Pandemic has accelerated adoption in all generations, says Sabio’s chief innovation officer Stu Dorman
Travo Business Breakfast: The tech genie is out of the bottle thanks to COVID-19
The technology genie is out of the bottle and travel firms must work out how they adapt to a customer that has embraced new forms of communicating due to COVID-19.
Sabio chief innovation officer Stu Dorman told a Travolution virtual business breakfast marking a year since the first UK lockdown that “everything has changed”.
He said while usually people overestimate the short-term impact of technology and under-estimate the long-term changes, the last 12 months has seen an acceleration.
Although this may not have been due to technologies that did not exist pre-COVID, it has seen technological ‘lagards’ catch up with early adopters.
In particular, this has seen more engagement and interaction vis screens has people switch to shopping, paying and communicating via devices.
“Everything has changed over the last 12 months,” Dorman said. “People are now having to do their grocery shopping online, they banking online and communicating.
“Even when they go out they are having to use contactless payments. These are irreversible shifts in behaviour and they are effecting every single demographic.
“The genie is out of the bottle and we have to look at ways to capitalise on that.”
While communicating via screens is not appropriate for all situations, Dorman said it has been proven to be a better way to collaborate and share ideas digitally.
“This kind of technology has really come into its own in the past year. It’s been an absolute god send to maintain and, in some cases, increase productivity.”
Dorman said the challenge for consumer-facing brands is how to use this more powerful form of communication into the experiences they provide customers.
“This technology is available now for us to use and we need to learn how to us that to engage our customers,” he said.
Sabio, which specialises in contact centre technology and customer experiences, believes firms need to unify their communications to offer the best option for each customer.
Dorman said travel companies will need to understand customer intent and provide them with the optimum channel to engage with the brand to achieve their goal.
“It’s not that these technologies are suddenly new, the difference is the willingness of customer to embrace these technologies and their availability to the mass market.”
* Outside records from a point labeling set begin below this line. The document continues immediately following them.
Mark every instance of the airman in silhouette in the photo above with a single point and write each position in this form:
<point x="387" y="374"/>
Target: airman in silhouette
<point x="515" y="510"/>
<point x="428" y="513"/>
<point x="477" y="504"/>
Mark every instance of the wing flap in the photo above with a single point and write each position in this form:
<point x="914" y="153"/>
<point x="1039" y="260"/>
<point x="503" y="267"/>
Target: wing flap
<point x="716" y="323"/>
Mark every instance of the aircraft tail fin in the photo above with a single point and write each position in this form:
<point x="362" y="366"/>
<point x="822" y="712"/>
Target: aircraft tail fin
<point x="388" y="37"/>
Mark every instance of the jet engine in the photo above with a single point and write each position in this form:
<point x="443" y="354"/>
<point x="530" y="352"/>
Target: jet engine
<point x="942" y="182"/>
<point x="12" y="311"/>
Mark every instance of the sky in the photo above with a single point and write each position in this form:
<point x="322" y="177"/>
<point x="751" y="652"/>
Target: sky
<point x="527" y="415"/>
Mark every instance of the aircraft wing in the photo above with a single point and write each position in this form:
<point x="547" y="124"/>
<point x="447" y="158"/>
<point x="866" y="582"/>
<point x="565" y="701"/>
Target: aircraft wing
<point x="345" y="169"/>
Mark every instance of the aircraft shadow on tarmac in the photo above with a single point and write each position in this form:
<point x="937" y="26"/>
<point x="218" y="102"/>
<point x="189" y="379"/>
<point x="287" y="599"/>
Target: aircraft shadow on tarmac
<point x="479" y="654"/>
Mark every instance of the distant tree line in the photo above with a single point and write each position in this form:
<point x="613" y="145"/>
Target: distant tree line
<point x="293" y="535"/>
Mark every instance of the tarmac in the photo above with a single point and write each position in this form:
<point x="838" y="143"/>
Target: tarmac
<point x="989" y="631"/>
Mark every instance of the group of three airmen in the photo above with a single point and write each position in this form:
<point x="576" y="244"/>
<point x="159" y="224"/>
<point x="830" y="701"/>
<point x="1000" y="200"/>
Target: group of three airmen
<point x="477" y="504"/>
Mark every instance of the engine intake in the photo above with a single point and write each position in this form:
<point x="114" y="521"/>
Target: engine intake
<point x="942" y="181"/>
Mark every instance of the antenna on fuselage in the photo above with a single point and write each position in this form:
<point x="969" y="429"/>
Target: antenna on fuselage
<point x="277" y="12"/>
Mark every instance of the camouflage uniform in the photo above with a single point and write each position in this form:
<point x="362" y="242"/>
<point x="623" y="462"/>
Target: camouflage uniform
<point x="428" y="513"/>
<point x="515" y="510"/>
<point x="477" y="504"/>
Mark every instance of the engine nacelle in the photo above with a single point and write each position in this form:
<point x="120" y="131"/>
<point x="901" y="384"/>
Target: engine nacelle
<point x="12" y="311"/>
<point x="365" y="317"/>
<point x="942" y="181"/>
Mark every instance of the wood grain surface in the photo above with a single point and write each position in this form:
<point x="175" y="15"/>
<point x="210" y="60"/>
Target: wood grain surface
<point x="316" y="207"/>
Dorman said lining the callers’ browsing history to the contact centre and making predictions about what a customer wants can help firms meet their requirements.
This cold mean diverting some callers to a chat bot to answer a simple question, or keeping the website, or for high value customers ready to book providing a telephone number.
“You can start to use data to make predictions and personalise the journey for each customer.
“That can have significant impact on driving the right types of journeys and making sure we speak to people we want to speak to.”
Dorman said up to 30% of people can be retained on a website to complete their inquiry rather than be directed to call and use valuable contact centre resource.
Conversational Artificial Intelligence has made huge leaps in recent years, Dorman added, and has become “democratised” by coming down in price.
He said in the short-term most interactions will use some form of Conversational AI to understand and filter customers to optimum experiences.
“It’s understanding what the customer wants to do in their own words. Then you can design experiences for customers to help them achieve their goal.”
Dorman said this will support firms responding to rapidly changing market conditions as seen during the pandemic when customers are reacting to government updates.